The New Children’s Hospital for Belfast will be located within the Royal Victoria Hospital campus, on the site currently occupied by Bostock House. The proposed Hospital will consist of 10 storeys of clinical and support accommodation (administration spaces, staff areas, facilities management and ancillary spaces etc). The new building brings together regional paediatric facilities for Northern Ireland in a state of the art healthcare facility. Current paediatric facilities are distributed across several sites and are insufficient for increasing demand. The NCH is a 55 000m2 building, with 155 beds (compared to 97 beds in the current children’s hospital), 10 theatres, and an emergency department capable of catering for up to 45 000 patients per annum. 80% of the bedrooms will be single rooms with private ensuite facilities, and each ward will also benefit from social and play spaces, with parents’ facilities and separate staff areas.

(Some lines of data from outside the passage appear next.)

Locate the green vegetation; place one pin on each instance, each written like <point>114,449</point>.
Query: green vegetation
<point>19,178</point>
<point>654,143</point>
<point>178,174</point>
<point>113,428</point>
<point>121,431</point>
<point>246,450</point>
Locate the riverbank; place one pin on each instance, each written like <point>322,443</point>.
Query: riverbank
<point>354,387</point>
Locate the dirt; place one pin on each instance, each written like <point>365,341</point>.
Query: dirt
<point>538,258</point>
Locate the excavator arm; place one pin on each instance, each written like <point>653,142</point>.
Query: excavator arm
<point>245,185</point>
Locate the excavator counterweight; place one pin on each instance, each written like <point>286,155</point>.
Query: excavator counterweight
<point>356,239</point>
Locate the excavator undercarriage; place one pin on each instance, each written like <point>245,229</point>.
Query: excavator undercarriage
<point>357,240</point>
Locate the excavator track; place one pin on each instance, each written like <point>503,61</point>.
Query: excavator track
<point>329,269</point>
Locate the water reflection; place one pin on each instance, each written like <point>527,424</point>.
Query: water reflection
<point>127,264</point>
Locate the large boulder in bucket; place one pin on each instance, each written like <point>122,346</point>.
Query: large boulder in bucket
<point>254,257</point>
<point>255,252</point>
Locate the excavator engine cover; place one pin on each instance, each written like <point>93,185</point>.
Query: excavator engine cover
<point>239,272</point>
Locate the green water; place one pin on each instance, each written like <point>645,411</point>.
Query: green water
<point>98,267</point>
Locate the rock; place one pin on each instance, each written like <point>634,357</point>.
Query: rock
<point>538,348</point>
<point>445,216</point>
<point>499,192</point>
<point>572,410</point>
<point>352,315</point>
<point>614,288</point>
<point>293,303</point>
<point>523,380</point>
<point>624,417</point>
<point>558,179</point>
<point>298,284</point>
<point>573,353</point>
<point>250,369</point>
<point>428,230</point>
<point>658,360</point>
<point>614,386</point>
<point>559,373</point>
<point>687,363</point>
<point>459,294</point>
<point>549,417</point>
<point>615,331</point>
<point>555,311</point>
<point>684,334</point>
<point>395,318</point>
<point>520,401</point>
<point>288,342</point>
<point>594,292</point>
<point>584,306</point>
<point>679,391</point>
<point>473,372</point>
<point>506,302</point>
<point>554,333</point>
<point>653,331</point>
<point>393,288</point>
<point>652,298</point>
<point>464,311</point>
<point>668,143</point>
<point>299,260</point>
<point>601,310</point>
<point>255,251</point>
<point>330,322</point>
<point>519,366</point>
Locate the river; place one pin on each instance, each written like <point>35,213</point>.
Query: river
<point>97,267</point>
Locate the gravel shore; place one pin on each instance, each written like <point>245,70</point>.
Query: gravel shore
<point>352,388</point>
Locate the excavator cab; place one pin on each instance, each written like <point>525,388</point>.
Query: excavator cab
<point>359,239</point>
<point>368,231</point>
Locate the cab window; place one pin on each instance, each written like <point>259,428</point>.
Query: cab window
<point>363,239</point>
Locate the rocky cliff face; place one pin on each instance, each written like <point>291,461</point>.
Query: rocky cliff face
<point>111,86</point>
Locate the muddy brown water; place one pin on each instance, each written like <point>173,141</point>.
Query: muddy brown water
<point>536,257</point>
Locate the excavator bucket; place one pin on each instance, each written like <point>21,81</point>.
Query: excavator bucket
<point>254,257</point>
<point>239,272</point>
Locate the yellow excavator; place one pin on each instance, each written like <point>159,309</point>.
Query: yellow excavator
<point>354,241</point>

The design for the New Children’s Hospital (NCH) will provide a ‘landmark building’, instantly recognisable and distinctive. The views into and out of the site, and the surrounding context of the Falls Road and the RVH site have informed the design and massing of the building. Critical clinical links to the new maternity hospital and critical care buildings, have dictated the location of certain departments within the building. The resulting building has a scale reflective of the surrounding context, with two 10 storey elements separated by a central atrium, and a lower plinth (and resulting terrace areas at level 5) which respects the scale of the existing buildings to the northwest, on the Falls Road and the proposed maternity building to the south east. Additional terraces at Levels 8 & 9 serve to further break down the mass of the building, while providing access to the exterior for patients, staff and visitors.
Going into hospital for any reason is not easy, and it is vital that the new hospital will not feel intimidating – it is important to minimise the institutional feel without compromising the clinical needs of the hospital or its occupants. Like any hospital, this should be a place of healing, and it is vital to ensure the patients and their families feel as comfortable and safe as possible throughout, what may be, some of the most difficult and frightening times of their lives. The provision of a choice of spaces away from clinical areas will allow patients, parents, visitors and staff the option to take a break, and also provides opportunities for social interaction. The atrium is the main social space within the building, aiding with wayfinding and orientation, providing waiting and play spaces, and bringing light into the centre of the plan.